Zeitlich befristete Verträge spielen dabei natürlich eine Rolle. Wenn man nur noch ein oder zwei Jahre Vertrag hat, hat man keine Sicherheit im Rücken und weiß nicht, ob man nach einer Schwangerschaft direkt wieder in den Beruf starten kann. Dazu vergeht bis zur Rückkehr auf den Platz natürlich mindestens ein Jahr, was einen Einschnitt in der Karriere bedeuten kann: Die Spielerin verliert ihren Platz und steht nicht mehr so im Fokus, dazu fehlt die Spielpraxis. Es ist auch etwas anderes, wenn man als Leistungssportlerin nicht nur für sich, sondern auch für seine Kinder Verantwortung trägt und deutlich mehr organisieren muss.
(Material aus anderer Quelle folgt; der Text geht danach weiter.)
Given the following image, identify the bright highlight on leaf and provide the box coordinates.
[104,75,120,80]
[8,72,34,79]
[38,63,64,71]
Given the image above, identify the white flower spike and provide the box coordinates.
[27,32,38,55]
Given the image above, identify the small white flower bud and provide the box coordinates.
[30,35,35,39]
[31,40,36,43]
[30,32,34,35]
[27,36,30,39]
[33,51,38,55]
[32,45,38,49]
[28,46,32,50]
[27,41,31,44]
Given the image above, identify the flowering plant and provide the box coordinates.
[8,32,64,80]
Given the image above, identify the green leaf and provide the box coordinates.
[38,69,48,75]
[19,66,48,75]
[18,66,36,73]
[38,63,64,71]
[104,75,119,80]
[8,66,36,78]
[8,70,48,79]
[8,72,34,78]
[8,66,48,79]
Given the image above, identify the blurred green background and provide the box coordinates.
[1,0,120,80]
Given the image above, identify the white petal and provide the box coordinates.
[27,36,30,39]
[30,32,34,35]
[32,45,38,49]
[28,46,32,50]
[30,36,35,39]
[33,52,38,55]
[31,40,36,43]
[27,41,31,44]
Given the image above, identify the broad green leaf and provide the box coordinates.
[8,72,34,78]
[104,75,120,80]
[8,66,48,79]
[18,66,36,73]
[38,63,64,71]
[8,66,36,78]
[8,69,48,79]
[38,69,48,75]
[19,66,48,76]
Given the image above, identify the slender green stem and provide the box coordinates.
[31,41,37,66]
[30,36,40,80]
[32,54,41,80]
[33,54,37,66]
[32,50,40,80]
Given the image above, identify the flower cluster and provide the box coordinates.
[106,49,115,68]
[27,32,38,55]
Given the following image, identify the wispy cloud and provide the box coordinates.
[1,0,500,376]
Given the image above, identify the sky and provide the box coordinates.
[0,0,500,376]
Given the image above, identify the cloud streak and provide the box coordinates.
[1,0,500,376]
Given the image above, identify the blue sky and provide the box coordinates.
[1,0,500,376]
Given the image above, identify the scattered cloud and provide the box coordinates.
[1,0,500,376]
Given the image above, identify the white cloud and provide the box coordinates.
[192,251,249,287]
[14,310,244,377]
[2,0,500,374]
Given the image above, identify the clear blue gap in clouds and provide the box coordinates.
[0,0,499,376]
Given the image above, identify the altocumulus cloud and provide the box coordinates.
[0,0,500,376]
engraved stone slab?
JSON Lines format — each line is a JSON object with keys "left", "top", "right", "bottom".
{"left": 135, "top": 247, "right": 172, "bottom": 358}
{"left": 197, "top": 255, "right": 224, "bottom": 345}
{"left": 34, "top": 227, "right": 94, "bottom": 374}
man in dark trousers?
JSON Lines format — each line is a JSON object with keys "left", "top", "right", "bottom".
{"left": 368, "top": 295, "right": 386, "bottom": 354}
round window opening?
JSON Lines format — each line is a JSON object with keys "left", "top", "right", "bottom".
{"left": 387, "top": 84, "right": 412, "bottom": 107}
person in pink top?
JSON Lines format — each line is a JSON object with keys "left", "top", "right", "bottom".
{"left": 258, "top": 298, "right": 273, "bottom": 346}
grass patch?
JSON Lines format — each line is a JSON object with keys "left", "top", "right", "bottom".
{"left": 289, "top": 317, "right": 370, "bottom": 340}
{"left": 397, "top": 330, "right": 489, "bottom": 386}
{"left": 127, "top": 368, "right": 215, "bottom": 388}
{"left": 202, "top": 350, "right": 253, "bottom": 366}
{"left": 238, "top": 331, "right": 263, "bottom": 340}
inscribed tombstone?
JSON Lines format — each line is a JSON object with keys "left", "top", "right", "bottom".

Wie nimmst du das in anderen Sportarten wahr?
Wenn man nicht nur auf den Fußball schaut, gibt es in Deutschland immer mehr Leistungssportlerinnen, die Mutter werden. Das freut mich ungemein. Ich hoffe, dass wir den Sportlerinnen Ängste nehmen, Unterstützung bieten und einen Schritt in die Zukunft gehen können, damit das Muttersein im Leistungssport Normalität wird. Man kann ein Kind doch kaum besser für den Sport begeistern, als wenn der Vater oder die Mutter selbst aktiv ist. Es gibt vor allem im Männerbereich viele Beispiele, bei denen die Söhne und auch Töchter von Profifußballern ebenfalls diesen Weg eingeschlagen haben – warum sollte das bei Frauen anders sein?

Auf deiner sportlichen Reise hast du einiges erlebt. Was waren die Highlights deiner bisherigen Karriere?
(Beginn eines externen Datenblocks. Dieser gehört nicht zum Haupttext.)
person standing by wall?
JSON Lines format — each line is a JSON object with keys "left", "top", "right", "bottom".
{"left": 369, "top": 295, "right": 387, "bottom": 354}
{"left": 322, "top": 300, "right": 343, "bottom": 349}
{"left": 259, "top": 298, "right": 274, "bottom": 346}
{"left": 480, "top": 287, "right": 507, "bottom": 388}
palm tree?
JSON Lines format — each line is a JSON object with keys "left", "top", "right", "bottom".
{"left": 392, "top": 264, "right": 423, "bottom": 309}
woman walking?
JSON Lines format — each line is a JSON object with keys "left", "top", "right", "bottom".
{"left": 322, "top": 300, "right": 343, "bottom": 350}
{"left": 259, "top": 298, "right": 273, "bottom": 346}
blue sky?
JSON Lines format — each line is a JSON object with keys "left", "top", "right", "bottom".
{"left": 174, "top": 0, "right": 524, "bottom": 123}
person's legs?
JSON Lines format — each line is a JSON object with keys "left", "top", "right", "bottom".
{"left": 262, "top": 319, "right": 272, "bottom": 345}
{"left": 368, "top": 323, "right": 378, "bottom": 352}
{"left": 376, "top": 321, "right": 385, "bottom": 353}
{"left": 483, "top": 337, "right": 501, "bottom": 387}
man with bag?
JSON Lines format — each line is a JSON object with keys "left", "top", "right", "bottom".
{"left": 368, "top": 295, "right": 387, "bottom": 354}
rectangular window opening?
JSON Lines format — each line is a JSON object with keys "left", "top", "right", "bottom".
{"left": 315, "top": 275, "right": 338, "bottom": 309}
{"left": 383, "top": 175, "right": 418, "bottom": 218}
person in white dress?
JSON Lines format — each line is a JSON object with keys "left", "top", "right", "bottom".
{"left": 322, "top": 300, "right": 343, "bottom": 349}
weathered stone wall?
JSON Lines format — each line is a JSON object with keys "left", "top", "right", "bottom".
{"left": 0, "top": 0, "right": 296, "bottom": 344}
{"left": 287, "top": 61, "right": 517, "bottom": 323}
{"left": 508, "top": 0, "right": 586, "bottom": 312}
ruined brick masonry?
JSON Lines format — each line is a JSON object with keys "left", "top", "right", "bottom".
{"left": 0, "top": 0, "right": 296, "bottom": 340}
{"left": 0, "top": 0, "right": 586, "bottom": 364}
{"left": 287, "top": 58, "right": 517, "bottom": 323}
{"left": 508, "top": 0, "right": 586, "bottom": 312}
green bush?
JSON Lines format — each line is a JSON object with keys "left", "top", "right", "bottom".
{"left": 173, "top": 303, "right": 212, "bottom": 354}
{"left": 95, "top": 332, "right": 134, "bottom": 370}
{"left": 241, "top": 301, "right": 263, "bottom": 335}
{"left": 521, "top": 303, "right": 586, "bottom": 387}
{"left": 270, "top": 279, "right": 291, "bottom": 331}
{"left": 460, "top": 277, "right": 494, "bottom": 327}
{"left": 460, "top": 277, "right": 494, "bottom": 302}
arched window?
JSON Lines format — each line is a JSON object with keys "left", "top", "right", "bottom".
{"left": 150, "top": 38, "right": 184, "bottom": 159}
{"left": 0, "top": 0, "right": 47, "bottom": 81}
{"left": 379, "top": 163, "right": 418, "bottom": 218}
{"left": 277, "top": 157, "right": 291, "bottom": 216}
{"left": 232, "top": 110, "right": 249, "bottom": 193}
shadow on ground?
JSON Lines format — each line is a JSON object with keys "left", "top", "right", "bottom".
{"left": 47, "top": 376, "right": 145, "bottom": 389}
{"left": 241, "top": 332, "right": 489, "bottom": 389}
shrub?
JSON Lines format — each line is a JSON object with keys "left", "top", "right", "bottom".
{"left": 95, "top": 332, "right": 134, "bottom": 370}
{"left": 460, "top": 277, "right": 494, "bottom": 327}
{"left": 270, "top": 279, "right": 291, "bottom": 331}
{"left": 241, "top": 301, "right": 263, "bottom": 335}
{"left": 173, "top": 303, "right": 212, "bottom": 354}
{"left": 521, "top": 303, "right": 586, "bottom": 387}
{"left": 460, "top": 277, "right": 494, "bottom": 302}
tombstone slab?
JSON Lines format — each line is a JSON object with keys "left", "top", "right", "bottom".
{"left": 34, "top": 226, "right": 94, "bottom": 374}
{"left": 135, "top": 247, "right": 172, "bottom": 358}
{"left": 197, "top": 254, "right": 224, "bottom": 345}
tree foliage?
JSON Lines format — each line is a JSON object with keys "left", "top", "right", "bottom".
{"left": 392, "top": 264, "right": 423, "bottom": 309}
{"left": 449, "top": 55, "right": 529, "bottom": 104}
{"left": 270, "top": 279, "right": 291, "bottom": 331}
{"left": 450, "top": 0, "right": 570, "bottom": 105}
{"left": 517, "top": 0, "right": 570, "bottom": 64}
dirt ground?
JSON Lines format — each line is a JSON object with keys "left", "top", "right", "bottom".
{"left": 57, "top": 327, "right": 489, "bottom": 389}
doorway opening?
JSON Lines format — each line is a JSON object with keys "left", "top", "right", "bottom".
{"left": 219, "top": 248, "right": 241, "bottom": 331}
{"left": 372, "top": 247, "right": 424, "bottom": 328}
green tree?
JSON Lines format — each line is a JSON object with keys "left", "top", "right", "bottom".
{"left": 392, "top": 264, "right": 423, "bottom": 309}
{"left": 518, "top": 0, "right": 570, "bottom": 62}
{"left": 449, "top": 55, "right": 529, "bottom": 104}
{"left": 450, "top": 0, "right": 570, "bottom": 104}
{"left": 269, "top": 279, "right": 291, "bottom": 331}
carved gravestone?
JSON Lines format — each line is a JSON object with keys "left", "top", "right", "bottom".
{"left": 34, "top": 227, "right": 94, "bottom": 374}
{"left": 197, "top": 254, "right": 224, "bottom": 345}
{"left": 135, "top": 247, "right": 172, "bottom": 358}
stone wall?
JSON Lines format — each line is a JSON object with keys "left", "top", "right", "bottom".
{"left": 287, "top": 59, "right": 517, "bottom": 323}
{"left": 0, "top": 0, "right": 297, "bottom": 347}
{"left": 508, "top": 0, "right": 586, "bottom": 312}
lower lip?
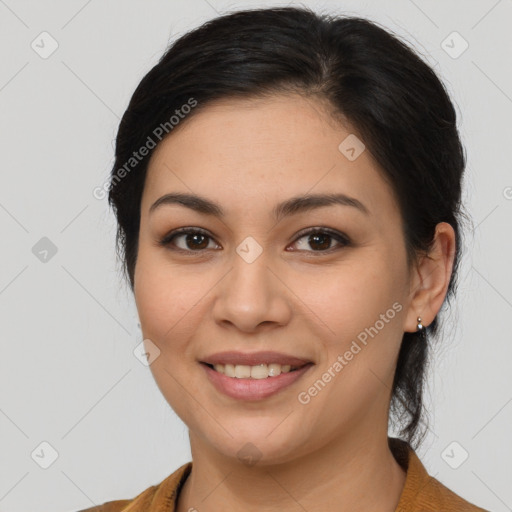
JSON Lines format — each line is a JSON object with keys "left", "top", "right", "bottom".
{"left": 201, "top": 363, "right": 314, "bottom": 400}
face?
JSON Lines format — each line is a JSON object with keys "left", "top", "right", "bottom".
{"left": 134, "top": 93, "right": 416, "bottom": 465}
Es gibt unglaublich viele Höhepunkte. Natürlich steht die Olympische Goldmedaille über allem. Ich habe aber bei jedem Verein sehr viele emotionale  Momente erlebt – auch mit dem HSV, als wir vor 16 Jahren den Klassenerhalt in der Bundesliga geschafft haben. Ich habe so viele tolle Menschen und Kulturen kennengelernt und Freundschaften fürs Leben geschlossen. Das ist das wahre Highlight.
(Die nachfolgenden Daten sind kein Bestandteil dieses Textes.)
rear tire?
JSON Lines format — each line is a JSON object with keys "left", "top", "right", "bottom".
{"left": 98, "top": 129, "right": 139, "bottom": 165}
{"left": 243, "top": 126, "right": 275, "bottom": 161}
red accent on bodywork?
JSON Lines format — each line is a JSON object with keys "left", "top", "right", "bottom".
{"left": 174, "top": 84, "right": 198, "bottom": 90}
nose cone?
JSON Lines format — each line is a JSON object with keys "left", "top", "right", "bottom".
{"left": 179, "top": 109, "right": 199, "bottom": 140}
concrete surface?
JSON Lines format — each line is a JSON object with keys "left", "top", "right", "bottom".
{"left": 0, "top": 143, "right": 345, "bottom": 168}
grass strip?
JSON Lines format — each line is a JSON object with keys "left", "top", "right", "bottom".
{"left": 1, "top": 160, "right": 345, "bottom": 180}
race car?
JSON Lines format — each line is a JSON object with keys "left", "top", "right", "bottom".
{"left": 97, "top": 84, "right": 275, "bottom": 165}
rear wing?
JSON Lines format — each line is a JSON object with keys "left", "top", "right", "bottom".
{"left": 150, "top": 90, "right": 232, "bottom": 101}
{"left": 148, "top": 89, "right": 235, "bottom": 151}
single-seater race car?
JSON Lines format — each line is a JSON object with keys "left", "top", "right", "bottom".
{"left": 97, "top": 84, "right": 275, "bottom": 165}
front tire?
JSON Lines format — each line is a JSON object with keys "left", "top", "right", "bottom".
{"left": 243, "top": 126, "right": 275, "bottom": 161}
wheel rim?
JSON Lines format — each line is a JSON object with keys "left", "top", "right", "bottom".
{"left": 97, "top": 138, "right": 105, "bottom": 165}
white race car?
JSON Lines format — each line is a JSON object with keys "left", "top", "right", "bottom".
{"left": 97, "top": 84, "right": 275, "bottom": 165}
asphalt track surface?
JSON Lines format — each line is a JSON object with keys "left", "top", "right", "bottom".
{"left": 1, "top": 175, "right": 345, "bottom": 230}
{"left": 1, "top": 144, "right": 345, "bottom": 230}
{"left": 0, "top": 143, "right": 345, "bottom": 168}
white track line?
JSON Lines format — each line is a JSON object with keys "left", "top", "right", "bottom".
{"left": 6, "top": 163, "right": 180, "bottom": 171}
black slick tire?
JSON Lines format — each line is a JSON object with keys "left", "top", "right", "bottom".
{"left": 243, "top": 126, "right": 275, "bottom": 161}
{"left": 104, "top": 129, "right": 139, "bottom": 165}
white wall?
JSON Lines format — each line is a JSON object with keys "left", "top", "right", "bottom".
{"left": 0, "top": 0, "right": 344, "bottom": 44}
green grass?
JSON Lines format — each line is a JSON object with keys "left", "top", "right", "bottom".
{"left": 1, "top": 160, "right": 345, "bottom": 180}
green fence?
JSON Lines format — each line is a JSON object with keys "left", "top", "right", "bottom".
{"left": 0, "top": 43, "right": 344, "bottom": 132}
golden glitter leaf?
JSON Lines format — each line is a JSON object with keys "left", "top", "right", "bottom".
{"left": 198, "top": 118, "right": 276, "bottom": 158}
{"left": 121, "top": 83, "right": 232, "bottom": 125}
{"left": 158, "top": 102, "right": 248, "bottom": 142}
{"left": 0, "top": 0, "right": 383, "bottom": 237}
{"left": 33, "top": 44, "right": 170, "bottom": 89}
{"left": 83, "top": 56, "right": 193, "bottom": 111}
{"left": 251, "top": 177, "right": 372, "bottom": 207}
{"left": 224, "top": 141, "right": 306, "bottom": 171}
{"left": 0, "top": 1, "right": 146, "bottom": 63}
Mit all der Erfahrung, die du gesammelt hast: Welche persönlichen Stärken möchtest du bei den HSV-Frauen einbringen?
Ich hoffe, dass ich dem Team mit meiner Erfahrung noch mehr Sicherheit geben kann, aber natürlich möchte ich in erster Linie mit sportlicher Leistung überzeugen und helfen. Ich kenne durch meine bisherigen Stationen schon ein paar Spielerinnen wie Nina Brüggemann, Jobina Lahr, Jaqueline Dönges und Jolina Zamorano. Der bisherige Saisonverlauf zeigt, was in den Mädels steckt. Der Verein, die Spielerinnen und auch ich haben in dieser Spielzeit noch etwas vor – insofern freue ich mich darauf, das gesamte Team kennenzulernen und dass es endlich los geht.